Une position ferme pour une réforme équitable
Lors de cette réunion virtuelle, l’Algérie a fermement maintenu sa position alignée sur le consensus d’Ezulwini et la déclaration de Syrte. Ces accords historiques appellent à une représentation juste et équitable de l’Afrique au sein du Conseil de sécurité de l’ONU, visant à corriger ce que l’Algérie considère comme une injustice historique envers le continent africain dans le système international.
Évaluation des progrès et coordination des positions
La réunion a servi de plateforme pour évaluer les avancées réalisées dans le processus de négociations sur la réforme du Conseil de sécurité. Les participants ont travaillé à coordonner les positions africaines dans le cadre du processus intergouvernemental de réforme, démontrant une volonté commune d’aboutir à des résultats concrets.

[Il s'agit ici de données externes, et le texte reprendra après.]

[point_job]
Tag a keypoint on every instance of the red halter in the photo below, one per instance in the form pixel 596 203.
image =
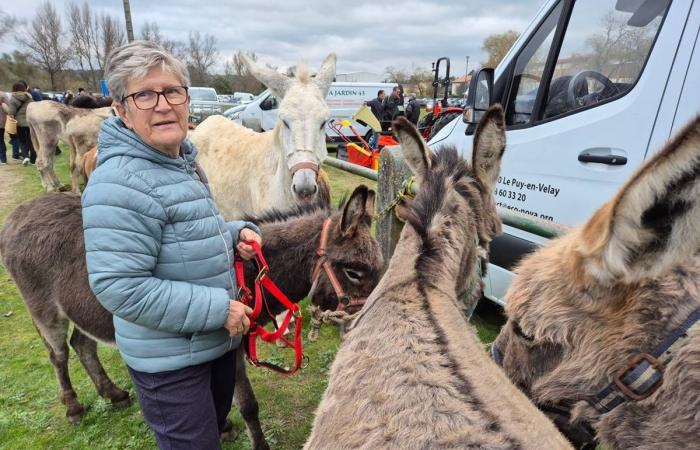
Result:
pixel 246 296
pixel 322 262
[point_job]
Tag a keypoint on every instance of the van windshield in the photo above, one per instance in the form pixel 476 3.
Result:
pixel 207 95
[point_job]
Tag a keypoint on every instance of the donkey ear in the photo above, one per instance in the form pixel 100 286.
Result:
pixel 354 211
pixel 652 223
pixel 489 145
pixel 274 80
pixel 418 156
pixel 326 74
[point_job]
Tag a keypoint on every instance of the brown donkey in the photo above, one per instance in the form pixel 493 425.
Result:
pixel 412 374
pixel 46 258
pixel 604 320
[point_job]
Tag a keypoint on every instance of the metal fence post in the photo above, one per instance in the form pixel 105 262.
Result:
pixel 393 170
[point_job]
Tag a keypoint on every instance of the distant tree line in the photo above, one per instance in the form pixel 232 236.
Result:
pixel 57 54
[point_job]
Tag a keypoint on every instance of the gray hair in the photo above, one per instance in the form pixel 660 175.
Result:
pixel 132 61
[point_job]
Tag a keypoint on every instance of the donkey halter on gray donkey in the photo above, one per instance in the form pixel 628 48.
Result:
pixel 412 373
pixel 605 320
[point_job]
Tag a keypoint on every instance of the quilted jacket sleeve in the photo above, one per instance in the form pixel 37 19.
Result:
pixel 123 224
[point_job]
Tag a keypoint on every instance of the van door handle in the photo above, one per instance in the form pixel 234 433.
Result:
pixel 612 160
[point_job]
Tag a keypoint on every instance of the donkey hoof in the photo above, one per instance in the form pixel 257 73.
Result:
pixel 75 414
pixel 228 434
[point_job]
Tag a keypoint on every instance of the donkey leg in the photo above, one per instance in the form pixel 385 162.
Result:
pixel 86 348
pixel 248 404
pixel 54 337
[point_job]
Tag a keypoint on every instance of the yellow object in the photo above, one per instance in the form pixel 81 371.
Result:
pixel 359 149
pixel 10 125
pixel 365 115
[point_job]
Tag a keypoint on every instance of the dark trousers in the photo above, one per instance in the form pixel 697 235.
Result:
pixel 14 141
pixel 3 147
pixel 25 143
pixel 187 408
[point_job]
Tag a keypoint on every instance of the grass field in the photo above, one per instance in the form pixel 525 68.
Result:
pixel 31 416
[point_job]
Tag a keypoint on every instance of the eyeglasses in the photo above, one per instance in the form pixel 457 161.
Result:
pixel 174 95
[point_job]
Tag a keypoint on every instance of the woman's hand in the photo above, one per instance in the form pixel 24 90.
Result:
pixel 245 250
pixel 237 322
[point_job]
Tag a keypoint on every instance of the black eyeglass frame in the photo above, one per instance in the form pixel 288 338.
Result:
pixel 158 94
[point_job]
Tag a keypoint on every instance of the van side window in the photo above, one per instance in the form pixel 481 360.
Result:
pixel 529 68
pixel 603 52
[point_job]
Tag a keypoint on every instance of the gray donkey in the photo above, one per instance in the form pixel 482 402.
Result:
pixel 412 374
pixel 46 259
pixel 605 320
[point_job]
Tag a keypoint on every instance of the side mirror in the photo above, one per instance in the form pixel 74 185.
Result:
pixel 479 97
pixel 269 103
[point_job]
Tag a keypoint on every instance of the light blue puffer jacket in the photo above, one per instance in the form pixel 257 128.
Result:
pixel 159 254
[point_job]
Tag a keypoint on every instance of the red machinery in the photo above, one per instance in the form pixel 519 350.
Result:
pixel 360 152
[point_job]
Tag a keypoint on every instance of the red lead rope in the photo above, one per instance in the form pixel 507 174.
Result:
pixel 256 330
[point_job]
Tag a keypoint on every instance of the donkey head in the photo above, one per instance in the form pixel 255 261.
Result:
pixel 303 114
pixel 585 307
pixel 351 251
pixel 455 205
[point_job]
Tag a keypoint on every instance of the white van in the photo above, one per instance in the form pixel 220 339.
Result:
pixel 344 99
pixel 590 90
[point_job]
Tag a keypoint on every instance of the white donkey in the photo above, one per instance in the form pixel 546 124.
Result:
pixel 251 172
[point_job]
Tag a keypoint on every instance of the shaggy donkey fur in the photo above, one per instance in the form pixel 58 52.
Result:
pixel 250 172
pixel 581 308
pixel 412 374
pixel 46 258
pixel 50 122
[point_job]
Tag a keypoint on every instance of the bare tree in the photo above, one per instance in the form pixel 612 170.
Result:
pixel 112 37
pixel 83 40
pixel 93 36
pixel 45 41
pixel 7 24
pixel 497 45
pixel 201 56
pixel 151 32
pixel 241 79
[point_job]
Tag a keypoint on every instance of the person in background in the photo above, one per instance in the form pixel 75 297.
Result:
pixel 3 118
pixel 160 255
pixel 17 108
pixel 377 107
pixel 413 109
pixel 391 105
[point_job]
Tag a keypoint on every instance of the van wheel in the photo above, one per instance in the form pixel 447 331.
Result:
pixel 441 122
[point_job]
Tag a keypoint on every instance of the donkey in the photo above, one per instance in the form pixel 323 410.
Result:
pixel 250 172
pixel 46 258
pixel 50 122
pixel 412 373
pixel 604 320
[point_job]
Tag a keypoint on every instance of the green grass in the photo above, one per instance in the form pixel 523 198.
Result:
pixel 32 417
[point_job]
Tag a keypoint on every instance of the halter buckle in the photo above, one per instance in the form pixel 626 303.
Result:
pixel 633 364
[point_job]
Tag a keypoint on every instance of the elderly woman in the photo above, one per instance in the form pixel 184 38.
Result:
pixel 159 254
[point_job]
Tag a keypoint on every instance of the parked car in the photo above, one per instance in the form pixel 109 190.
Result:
pixel 204 102
pixel 581 124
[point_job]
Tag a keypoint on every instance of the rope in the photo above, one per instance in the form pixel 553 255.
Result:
pixel 319 317
pixel 405 192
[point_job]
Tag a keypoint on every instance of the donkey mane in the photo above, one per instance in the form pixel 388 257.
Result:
pixel 447 167
pixel 294 211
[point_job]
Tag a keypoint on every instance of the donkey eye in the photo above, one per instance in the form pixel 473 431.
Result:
pixel 354 276
pixel 520 333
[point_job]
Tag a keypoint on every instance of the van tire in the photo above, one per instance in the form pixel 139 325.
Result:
pixel 441 122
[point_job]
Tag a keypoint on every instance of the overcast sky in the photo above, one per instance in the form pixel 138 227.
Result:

Un engagement constant pour la justice internationale
L’Algérie, par la voix de sa Secrétaire d’État, a souligné l’importance de rectifier le déséquilibre historique qui affecte la représentation africaine dans le système international. Cette position s’inscrit dans une démarche plus large visant à renforcer la voix de l’Afrique dans les instances internationales de décision.

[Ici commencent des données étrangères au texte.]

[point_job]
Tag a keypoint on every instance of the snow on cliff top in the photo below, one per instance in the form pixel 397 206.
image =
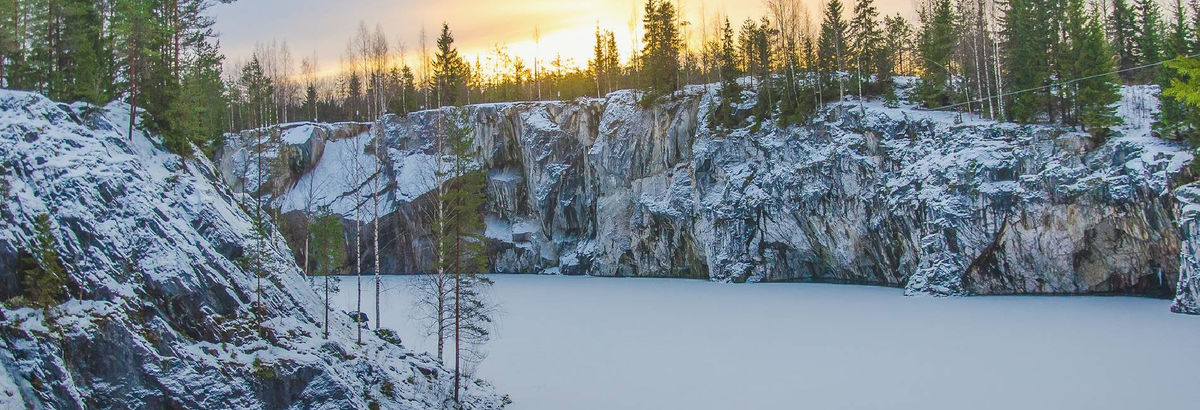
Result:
pixel 154 247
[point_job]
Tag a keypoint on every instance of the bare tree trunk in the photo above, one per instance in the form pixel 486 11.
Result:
pixel 457 315
pixel 375 197
pixel 327 305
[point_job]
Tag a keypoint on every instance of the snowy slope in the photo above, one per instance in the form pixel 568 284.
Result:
pixel 937 203
pixel 161 309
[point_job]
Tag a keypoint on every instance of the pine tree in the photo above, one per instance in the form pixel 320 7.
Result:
pixel 198 110
pixel 449 70
pixel 1175 116
pixel 1091 60
pixel 258 90
pixel 727 67
pixel 1030 41
pixel 660 49
pixel 1149 37
pixel 1125 32
pixel 467 255
pixel 46 277
pixel 935 46
pixel 598 62
pixel 1186 90
pixel 832 48
pixel 329 245
pixel 864 29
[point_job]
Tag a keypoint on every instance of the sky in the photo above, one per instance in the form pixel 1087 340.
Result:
pixel 567 28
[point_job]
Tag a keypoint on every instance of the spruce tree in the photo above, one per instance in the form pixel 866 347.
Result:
pixel 1186 89
pixel 449 70
pixel 46 276
pixel 597 65
pixel 1095 97
pixel 730 92
pixel 660 49
pixel 1175 116
pixel 1123 29
pixel 832 46
pixel 1149 37
pixel 935 48
pixel 1029 41
pixel 329 249
pixel 864 29
pixel 198 110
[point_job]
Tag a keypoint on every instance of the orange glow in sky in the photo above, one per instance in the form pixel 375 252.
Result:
pixel 565 28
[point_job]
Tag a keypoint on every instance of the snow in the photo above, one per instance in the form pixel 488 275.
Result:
pixel 335 182
pixel 299 134
pixel 613 343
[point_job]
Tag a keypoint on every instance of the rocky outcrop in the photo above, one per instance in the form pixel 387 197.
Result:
pixel 936 203
pixel 160 309
pixel 1187 295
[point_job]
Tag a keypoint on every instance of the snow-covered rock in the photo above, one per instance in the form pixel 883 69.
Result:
pixel 1187 295
pixel 161 309
pixel 937 203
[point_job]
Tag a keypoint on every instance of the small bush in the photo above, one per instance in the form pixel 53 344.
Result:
pixel 389 336
pixel 262 371
pixel 43 276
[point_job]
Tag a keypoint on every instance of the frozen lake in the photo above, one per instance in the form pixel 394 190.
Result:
pixel 612 343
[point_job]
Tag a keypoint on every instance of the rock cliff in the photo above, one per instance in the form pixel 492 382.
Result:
pixel 936 203
pixel 159 307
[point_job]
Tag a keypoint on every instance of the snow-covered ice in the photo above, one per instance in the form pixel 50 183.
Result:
pixel 613 343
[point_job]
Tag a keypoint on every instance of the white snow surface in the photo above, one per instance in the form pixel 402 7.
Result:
pixel 153 243
pixel 617 343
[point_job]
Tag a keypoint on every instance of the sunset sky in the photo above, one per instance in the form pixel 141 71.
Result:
pixel 565 26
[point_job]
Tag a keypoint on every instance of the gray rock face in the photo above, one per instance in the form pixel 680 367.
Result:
pixel 161 309
pixel 1187 295
pixel 936 203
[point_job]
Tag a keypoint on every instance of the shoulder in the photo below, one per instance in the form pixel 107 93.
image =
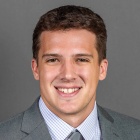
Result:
pixel 127 126
pixel 10 128
pixel 121 118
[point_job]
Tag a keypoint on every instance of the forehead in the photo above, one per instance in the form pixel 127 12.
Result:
pixel 69 39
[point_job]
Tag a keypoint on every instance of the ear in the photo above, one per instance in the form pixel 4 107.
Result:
pixel 34 67
pixel 103 69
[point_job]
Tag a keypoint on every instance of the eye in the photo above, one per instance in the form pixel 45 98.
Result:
pixel 52 60
pixel 82 60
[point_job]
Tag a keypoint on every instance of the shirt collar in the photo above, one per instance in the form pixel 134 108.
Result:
pixel 59 129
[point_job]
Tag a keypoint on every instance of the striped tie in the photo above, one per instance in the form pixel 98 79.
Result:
pixel 76 135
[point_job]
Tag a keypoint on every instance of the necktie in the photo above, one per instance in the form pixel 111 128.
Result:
pixel 76 135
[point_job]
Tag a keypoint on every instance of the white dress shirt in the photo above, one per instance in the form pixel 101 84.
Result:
pixel 59 129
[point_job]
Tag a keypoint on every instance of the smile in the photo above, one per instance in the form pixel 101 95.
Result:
pixel 68 90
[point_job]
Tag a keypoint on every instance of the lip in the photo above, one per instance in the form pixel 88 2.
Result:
pixel 73 93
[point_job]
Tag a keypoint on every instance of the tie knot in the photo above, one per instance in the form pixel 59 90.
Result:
pixel 76 135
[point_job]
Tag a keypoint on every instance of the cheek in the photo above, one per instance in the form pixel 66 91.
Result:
pixel 48 74
pixel 89 74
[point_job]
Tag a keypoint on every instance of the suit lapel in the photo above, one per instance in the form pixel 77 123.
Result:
pixel 34 125
pixel 108 129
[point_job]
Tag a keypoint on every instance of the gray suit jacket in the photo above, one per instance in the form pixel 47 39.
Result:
pixel 30 125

Vers une réforme structurelle du Conseil de sécurité
La demande de réforme portée par l’Algérie et ses partenaires africains vise à moderniser la structure du Conseil de sécurité pour mieux refléter les réalités géopolitiques actuelles. Cette initiative s’inscrit dans un mouvement plus large de transformation des institutions internationales pour une meilleure représentativité mondiale.